Last week, Google announced the latest update to its algorithm on its Webmaster Central Blog, saying that this latest change looks at the layout of a web page, and takes note of the amount of content that is visible “above the fold.”
According to the post by Matt Cutts, users have reported being unhappy if they click on a link, and find it difficult to find the actual content. That’s perfectly understandable. And easy to find content should be a positive signal without a doubt.
Less Ads, More Content
According to the post, this is intended to target sites that over-populate ads, at the expense of the user experience when looking for specific information. And again, that’s perfectly reasonable. When the Panda update launched, Google was already saying that too many ads would be a negative signal.
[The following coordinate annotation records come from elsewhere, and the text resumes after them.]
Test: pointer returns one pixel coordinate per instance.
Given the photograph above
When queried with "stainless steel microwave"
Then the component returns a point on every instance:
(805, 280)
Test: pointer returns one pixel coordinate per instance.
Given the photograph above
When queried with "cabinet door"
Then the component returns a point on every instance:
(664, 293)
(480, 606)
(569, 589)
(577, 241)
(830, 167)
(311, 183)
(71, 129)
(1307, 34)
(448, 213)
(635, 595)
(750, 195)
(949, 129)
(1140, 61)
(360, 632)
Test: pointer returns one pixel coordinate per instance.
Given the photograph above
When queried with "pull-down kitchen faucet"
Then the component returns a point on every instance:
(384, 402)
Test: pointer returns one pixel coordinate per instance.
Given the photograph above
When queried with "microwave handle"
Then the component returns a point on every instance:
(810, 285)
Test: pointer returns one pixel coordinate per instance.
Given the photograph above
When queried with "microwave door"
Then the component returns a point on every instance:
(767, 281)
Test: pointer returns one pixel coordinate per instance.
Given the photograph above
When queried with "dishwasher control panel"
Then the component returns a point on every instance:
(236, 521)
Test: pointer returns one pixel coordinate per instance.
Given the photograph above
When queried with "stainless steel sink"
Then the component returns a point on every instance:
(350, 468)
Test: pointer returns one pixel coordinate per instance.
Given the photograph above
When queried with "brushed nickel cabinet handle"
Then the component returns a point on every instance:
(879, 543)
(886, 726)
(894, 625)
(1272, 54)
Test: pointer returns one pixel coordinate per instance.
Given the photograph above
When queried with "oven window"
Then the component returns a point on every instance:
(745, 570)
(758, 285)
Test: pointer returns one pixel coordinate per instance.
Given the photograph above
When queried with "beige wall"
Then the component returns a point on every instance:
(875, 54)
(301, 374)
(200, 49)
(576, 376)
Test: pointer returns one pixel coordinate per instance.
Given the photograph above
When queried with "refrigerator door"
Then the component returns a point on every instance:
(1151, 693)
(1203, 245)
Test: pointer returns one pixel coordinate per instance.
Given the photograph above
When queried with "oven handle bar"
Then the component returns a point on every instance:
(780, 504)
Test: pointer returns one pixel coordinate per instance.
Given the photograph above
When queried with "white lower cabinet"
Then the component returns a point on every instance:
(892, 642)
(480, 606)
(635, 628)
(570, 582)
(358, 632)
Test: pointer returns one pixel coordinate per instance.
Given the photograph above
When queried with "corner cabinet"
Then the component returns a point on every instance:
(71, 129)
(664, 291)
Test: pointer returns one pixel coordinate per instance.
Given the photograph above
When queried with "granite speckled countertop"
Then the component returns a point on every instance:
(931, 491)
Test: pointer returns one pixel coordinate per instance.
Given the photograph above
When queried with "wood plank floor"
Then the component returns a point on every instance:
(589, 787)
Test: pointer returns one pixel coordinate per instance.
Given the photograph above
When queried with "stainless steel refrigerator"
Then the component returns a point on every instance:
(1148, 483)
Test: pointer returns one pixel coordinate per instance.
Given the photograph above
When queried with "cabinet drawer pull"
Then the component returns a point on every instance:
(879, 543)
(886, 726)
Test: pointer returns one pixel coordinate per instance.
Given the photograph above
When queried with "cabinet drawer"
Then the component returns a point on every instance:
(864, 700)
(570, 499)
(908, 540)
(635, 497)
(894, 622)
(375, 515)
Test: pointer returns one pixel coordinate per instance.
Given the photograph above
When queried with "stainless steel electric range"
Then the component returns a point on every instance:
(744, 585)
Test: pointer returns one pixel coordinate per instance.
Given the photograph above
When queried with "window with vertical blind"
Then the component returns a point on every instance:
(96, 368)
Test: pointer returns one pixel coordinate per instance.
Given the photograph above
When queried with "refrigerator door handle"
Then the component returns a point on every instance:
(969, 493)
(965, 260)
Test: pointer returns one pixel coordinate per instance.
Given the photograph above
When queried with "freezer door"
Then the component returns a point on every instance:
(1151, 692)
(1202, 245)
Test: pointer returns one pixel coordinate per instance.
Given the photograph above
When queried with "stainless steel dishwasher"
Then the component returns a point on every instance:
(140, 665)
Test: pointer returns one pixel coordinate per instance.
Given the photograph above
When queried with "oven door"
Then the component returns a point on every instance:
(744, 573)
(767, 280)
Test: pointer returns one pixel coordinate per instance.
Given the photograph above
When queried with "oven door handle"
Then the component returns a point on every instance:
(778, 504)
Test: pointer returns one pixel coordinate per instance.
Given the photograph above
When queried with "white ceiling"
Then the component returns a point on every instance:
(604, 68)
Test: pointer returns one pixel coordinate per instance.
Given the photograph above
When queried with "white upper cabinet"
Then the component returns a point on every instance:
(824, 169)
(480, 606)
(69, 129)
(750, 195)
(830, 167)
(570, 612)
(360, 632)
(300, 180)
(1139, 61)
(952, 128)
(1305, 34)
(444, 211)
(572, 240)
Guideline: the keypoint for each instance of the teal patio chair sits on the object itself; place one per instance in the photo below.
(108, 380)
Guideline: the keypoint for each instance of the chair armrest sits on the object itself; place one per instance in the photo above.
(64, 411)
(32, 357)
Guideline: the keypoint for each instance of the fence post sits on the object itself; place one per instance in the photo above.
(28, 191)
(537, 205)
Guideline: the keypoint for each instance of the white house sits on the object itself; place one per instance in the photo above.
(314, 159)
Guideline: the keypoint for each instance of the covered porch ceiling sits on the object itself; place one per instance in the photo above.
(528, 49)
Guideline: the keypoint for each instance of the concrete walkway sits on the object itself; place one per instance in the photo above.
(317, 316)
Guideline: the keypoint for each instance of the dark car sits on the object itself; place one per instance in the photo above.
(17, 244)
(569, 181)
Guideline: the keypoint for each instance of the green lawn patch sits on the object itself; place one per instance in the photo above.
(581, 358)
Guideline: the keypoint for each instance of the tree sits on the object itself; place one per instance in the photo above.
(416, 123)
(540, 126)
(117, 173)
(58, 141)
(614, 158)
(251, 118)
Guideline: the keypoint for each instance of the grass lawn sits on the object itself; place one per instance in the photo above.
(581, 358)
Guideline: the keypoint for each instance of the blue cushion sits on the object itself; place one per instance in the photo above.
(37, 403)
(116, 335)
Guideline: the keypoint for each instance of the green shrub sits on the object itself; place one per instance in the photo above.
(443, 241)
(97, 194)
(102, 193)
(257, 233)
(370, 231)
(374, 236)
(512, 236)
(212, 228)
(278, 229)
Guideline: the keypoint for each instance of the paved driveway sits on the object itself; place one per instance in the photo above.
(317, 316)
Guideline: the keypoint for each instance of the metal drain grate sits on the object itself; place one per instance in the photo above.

They didn’t say how much advertising was too much of course, but we’re all in favour of content being more important than ads.
Questions About The New Update
We are wondering though, what will happen with pages where it’s not ads that are pushing content below the fold? What about where the design is visually rich above the fold, and the content appears a bit lower down? Will the algorithm know it’s not ads above that content?
And of course, another question that has to be asked is whose fold? One of the 14% of people who still use 1024×768 according to W3? My 22″ 1280×1024? That guy over there with his 42″ 1600×900? What standard is Google using to decide what’s above the fold and what’s not?
Well, we don’t know yet. Google says this change will affect less than 1% of global searches daily. So out of every 100 searches, the ranking might be reordered once. A small change? Perhaps. But still just one of the more than 500 changes Google will be making to their algorithm this year.